We were offered a writing prompt at the beginning of the weekend. Knowing that we had a prompt was a little nerve-wracking for me. On the very first night, I whispered to the women present that I was worried about being a downer. I had come that weekend with the intention to write and process experiences related to Lucas’ miscarriage. I was worried the prompt would be something so far, so different from that… That everyone would churn out amusing anecdotes about boogers or pets or fluffy things, and I would be left in the world of sorrow, alone.

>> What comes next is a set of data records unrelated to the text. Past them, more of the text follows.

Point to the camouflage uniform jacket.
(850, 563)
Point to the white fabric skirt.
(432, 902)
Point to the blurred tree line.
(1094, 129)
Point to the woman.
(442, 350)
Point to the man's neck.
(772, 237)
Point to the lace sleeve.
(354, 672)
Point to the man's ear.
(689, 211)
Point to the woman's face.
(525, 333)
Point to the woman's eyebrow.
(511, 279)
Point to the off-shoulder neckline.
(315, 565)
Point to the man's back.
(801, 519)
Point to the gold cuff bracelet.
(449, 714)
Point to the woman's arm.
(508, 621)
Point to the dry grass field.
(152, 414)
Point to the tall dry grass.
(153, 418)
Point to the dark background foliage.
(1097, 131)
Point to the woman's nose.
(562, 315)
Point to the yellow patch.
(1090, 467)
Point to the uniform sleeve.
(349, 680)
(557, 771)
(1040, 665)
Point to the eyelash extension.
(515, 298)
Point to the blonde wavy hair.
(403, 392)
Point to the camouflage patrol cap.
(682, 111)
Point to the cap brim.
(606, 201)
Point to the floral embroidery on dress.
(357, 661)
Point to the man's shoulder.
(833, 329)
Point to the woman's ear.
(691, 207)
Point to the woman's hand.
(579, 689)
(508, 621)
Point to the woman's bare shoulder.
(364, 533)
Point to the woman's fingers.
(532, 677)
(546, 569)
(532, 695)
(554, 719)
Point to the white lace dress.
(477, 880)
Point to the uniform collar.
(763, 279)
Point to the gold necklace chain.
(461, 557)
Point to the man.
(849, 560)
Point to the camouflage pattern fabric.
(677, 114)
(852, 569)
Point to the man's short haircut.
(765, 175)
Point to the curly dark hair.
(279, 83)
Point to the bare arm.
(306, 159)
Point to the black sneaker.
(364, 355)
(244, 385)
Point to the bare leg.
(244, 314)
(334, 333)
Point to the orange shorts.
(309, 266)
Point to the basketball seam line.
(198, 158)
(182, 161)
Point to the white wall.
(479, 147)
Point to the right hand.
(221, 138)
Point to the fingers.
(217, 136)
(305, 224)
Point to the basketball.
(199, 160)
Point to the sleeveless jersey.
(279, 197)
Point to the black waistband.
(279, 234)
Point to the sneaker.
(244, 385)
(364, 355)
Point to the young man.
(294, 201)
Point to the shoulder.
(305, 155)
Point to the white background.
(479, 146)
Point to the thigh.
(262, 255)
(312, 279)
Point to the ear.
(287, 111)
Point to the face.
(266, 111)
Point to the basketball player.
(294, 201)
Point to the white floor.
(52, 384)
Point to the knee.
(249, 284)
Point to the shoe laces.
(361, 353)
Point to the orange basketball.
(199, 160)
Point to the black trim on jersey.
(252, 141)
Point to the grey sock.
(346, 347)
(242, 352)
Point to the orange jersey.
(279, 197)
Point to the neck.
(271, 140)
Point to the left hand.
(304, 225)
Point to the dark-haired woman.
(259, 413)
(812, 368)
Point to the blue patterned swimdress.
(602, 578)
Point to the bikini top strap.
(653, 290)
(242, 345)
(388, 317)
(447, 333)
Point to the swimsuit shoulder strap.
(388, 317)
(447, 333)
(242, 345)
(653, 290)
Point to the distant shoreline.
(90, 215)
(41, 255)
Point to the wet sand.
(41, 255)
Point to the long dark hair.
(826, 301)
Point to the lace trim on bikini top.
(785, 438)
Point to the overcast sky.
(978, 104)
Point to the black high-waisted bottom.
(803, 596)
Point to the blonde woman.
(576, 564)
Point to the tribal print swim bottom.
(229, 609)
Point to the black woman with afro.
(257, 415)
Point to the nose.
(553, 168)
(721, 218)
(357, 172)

Turns out, like most things involving the Holy Spirit, the prompt was perfect: write about an experience that went a direction you didn’t expect or anticipate. Miscarriage is certainly that. I already wrote about the actual miscarriage, and our memorial service afterward, but there have been several moments of profound healing that have happened since. That was my writing subject.
I thought I knew what I needed for healing. I thought I knew what God should give me and show me, how He should make me feel in order to be whole again.
His plan was so much more profound than mine.
So, below I offer you the piece I wrote that weekend. A piece about healing and hope, demonstrating the incredible power of the Holy Spirit. There is more to this story, parts that I will keep close to me forever, but here is the part I set free. The part I share with those who love us. Those who love Lucas.
Come on Jesus, slay me. I’m ready Holy Spirit. I’m already so broken. I already hurt so much. I know you can heal me.
Slay me to heal me.
I prayed, almost fervently.
And I stood up. Felt the hands of the prayer team, heavy on my shoulders. On my head. Words were spoken. Beautiful words of healing and protection.
Real healing, Jesus. I begged. Healing, Holy Spirit.
No words, no warmth. No wholeness. Nothing but more tears. The same tears I had been crying for a month. Hot, ugly tears that only a mother cries.
A baby-less mother.
So I sat back down in my pew. A little bit sadder, though it didn’t seem possible.
I was so sure I knew the path to healing. So sure I knew how I should be healed.
You can give me this peace God. I know you can. Heal this broken heart of mine.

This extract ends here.